Two Countries Exchange Territory Without Killing Each Other. See, Everyone, It’s Not That Hard!

Meuse River
Meuse river (Mass) in Maastricht.

Photo by Emad Aljumah/Getty Images

The Netherlands and Belgium may finally resolve an absurd 172-year-old geographical dispute, the AP reports, and all without killing each other. Presqu'ile de l'Islal is a small wooded peninsula that juts into the Meuse river just south of the Dutch city of Maastricht and has been officially Belgian territory since the border between the two countries was set in 1843, despite the fact that it lies on the Dutch side of the river.

The peninsula has, for years, been an essentially lawless “geopolitical black hole”, out of the jurisdiction of Dutch authorities and separated by the river from Belgium. This has made it, as Frank Jacobs put it a couple years ago, a “sanctuary for unlicensed sunbathing, loud bacchanalia and unrestricted drug dealing.” The beaches on the peninsula have also been a popular gay cruising spot.

It was all fun and games until a headless body turned up three years ago. In a scenario seemingly ripped from TV, the passersby who discovered the body on the peninsula alerted the Dutch authorities, who told them it was Belgium’s problem. The Belgian police found the case difficult to investigate since they weren’t allowed to cross through the Netherlands and could only reach the peninsula, which has no landing dock, by boat.

This prompted the two governments to negotiate a deal, which their parliaments will hopefully finalize next year, in which the Netherlands will take control of the territory—about 37 acres—in exchange for two other small outcroppings farther down the river.

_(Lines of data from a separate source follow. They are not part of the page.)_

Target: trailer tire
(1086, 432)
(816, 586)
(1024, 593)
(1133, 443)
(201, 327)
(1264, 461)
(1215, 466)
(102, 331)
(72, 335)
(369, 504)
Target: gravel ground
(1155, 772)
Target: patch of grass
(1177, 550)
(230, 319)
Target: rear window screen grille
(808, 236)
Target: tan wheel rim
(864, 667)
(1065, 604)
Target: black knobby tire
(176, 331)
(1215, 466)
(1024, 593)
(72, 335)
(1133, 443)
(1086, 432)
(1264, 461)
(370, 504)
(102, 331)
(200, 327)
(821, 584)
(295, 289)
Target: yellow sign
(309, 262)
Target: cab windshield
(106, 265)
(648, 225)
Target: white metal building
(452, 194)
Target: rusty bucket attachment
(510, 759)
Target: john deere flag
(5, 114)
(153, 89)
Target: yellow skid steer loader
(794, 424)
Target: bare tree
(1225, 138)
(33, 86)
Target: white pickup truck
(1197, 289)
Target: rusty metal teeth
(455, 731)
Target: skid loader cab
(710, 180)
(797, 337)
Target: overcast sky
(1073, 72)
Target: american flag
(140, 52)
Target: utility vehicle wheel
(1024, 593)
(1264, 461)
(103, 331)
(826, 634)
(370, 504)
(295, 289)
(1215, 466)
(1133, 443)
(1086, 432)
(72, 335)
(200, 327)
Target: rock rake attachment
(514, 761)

Exchanges of territory like this do happen periodically. India and Bangladesh agreed earlier this year to swap more than 160 pockets of land in each other’s territory left over from the partition of the subcontinent.  But the amicable way the Meuse river situation is being resolved is rare. Hopefully, some other governments will take note. As for the kids of Maastricht, they should get their nude partying in while they can.